El valor resistivo de 12 ohmios responde a un valor optimizado para reducir la distorsión al mínimo posible. Por encima o debajo de él, las distorsiones aumentan marginalmente. Hay un límite superior que no debe sobrepasarse (si no mal recuerdo, es cerca de 1K5 ohmios).

Las potencias sugeridas para las resistencias de realimentación tienen, además, otra necesidad: si empleo resistencias sobredimensionadas, reduzco notoriamente el ruido térmico por un lado y, por otro lado, la realimentación a cada valor instantáneo de la señal se aparta mucho menos de la curva teórica por efectos térmicos, crucial en esta parte del circuito. La idea es otorgarle mucha inercia a los cambios térmicos => cuerpos de las resistencias grandes.

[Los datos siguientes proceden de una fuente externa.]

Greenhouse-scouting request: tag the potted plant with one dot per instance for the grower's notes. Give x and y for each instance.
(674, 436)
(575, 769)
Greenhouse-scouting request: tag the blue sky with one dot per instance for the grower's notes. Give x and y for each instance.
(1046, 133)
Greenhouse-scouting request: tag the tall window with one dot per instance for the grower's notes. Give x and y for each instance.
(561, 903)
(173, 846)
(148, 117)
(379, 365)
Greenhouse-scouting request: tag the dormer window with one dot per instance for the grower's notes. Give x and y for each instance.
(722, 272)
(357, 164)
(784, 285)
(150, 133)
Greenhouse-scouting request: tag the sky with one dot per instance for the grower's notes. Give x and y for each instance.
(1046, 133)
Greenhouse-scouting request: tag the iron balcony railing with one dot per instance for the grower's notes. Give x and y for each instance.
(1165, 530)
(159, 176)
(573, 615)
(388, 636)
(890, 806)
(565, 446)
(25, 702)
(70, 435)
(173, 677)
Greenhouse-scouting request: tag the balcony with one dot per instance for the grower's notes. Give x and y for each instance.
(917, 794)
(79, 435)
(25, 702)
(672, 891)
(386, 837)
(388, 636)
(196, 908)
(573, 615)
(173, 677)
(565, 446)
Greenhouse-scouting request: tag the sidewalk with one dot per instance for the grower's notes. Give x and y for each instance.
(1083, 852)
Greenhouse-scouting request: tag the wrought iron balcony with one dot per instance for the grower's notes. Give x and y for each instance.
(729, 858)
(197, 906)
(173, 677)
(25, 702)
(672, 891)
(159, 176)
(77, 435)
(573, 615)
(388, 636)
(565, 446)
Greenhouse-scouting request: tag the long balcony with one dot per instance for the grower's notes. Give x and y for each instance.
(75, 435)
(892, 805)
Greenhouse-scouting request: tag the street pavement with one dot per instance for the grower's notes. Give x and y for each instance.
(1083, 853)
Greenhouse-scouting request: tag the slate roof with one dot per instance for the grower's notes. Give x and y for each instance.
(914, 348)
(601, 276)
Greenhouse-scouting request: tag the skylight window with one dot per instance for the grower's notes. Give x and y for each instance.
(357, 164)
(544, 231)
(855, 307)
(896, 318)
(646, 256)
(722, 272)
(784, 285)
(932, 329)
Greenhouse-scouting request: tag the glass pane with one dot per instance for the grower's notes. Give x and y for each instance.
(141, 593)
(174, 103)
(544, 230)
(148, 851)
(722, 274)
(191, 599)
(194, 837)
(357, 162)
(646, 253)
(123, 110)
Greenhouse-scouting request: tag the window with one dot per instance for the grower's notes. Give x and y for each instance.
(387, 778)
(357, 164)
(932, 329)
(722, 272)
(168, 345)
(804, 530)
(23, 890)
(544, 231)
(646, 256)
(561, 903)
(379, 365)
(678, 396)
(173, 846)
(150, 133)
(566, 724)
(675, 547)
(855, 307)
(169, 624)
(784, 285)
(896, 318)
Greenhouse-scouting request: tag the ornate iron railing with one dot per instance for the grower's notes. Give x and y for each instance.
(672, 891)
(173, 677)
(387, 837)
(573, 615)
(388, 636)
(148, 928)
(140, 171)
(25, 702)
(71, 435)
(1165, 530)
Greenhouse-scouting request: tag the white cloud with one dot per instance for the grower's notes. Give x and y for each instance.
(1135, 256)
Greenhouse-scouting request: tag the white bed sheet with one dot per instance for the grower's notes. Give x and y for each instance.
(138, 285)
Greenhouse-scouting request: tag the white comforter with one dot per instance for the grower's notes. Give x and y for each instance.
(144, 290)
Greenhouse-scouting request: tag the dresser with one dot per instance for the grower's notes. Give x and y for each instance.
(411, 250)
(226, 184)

Otra posibilidad sería conformar las resistencias de realimentación con muchas de menor potencia: reparto el voltaje realimentado entre más elementos, contribuyendo a reducir marcadamente la distorsión. Es de notar que la distorsión provocada en un componente como éstos tiene dependencia, también, con el voltaje aplicado a él: cuanto más bajo se mantenga el diferencial de voltaje sobre el componente, menor distorsión. Más notorio resulta el efecto sobre los condensadores. Es por esto último, que procuro quitar a los condensadores en derivación de la red de realimentación de mis diseños. De no poder quitarlos, apunto al arreglo en serie de ellos. Lo mismo se puede aplicar a los condensadores de acoplo.

Saludos


----------



## Juan Carlos Hernández Púa (Oct 10, 2016)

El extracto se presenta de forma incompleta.